More than 40 vessels and four maritime helicopters are expected to participate, as will Japanese and South Korean vessels, Qiu said.
Maritime exercises are held every year, but this year's manoeuvre will be the "largest one of its kind," according to Qiu.
Officials from the International Maritime Organization and the Association of Southeast Asian Nations (ASEAN) will be invited to observe as the nation works to consolidate maritime transport co-operation with international communities.
"The exercise is also part of the partnership between China and ASEAN members in maritime transport," Qiu said.
Both sides agreed last November to further strengthen the alliance in construction of transport infrastructure, transport facilitation and maritime safety and security.
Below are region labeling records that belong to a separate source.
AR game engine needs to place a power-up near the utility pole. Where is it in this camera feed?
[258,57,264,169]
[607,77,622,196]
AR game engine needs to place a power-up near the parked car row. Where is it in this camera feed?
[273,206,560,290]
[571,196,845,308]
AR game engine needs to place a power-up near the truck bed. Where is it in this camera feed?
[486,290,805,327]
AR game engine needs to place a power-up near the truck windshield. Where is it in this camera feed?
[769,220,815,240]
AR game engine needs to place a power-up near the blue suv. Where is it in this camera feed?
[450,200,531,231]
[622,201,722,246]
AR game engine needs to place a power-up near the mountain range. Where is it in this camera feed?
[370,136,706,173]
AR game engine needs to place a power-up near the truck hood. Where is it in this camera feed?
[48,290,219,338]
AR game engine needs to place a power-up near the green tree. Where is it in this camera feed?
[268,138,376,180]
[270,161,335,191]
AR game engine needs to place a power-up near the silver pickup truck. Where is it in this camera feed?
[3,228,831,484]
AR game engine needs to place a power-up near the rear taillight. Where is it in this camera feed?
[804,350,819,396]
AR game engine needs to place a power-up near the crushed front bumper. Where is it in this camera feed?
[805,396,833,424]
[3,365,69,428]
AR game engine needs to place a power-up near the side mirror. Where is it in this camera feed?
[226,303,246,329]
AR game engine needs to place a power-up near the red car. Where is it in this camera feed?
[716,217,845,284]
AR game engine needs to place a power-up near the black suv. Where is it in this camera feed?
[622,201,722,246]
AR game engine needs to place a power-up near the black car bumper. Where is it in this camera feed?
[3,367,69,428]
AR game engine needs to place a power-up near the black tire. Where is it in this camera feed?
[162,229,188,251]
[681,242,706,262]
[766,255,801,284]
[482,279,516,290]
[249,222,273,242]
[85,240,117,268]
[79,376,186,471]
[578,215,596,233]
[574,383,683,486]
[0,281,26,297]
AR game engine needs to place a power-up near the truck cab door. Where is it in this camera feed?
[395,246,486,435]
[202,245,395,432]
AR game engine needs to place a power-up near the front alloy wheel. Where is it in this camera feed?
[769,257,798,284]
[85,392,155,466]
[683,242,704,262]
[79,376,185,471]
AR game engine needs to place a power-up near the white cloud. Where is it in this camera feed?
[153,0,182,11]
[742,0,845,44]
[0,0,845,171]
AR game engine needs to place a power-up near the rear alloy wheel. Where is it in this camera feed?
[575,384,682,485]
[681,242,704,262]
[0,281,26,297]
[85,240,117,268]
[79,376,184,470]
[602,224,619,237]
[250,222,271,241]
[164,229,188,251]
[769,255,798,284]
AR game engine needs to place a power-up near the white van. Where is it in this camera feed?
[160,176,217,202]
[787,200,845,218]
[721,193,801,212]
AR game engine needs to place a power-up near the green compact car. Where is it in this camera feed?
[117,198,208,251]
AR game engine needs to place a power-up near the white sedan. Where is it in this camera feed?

"Aiming at improving the efficiency of marine rescue forces, the exercise will help intensify the regional partnership in the field to ensure maritime safety and security," Qiu said.
Currently, China has around 2,000 professional maritime rescue and salvage workers, but commercial and fishing vessels are also an important part of the search and salvage force.
With the increase in oil transport at sea each year, the risk of maritime accidents grows accordingly.
On April 4, a Portuguese oil tanker carrying about 120,000 tons of crude oil from Yemen struck a rock and became stranded off Dalian Port in Northeast China's Liaoning Province.
Thanks to the immediate response of the local maritime safety bureau, the Portugal-registered Arteaga, a 273.4-metre-long, 43.2-metre-wide crude oil tanker, was helped out of trouble and caused no serious pollution.
According to official statistics, more than 100 million tons of crude oil are transported by sea every year, and more than 200 oil tankers travel the nation's sea areas every day.
"China is planning to set up a compensation fund to guarantee that the cost of cleaning up possible oil leaks from vessel collision accidents will be paid," Qiu said.
An international forum will be held in Shanghai two days before the exercise, when government officials and experts will discuss where the fund should come from and how to allocate the money, he said.
According to international practice, ship owners and the consignor of the cargo should pay for any possible marine pollution resulting from oil leakages.
Currently, the nation lacks a mechanism to deal with compensation in the event of an oil leak.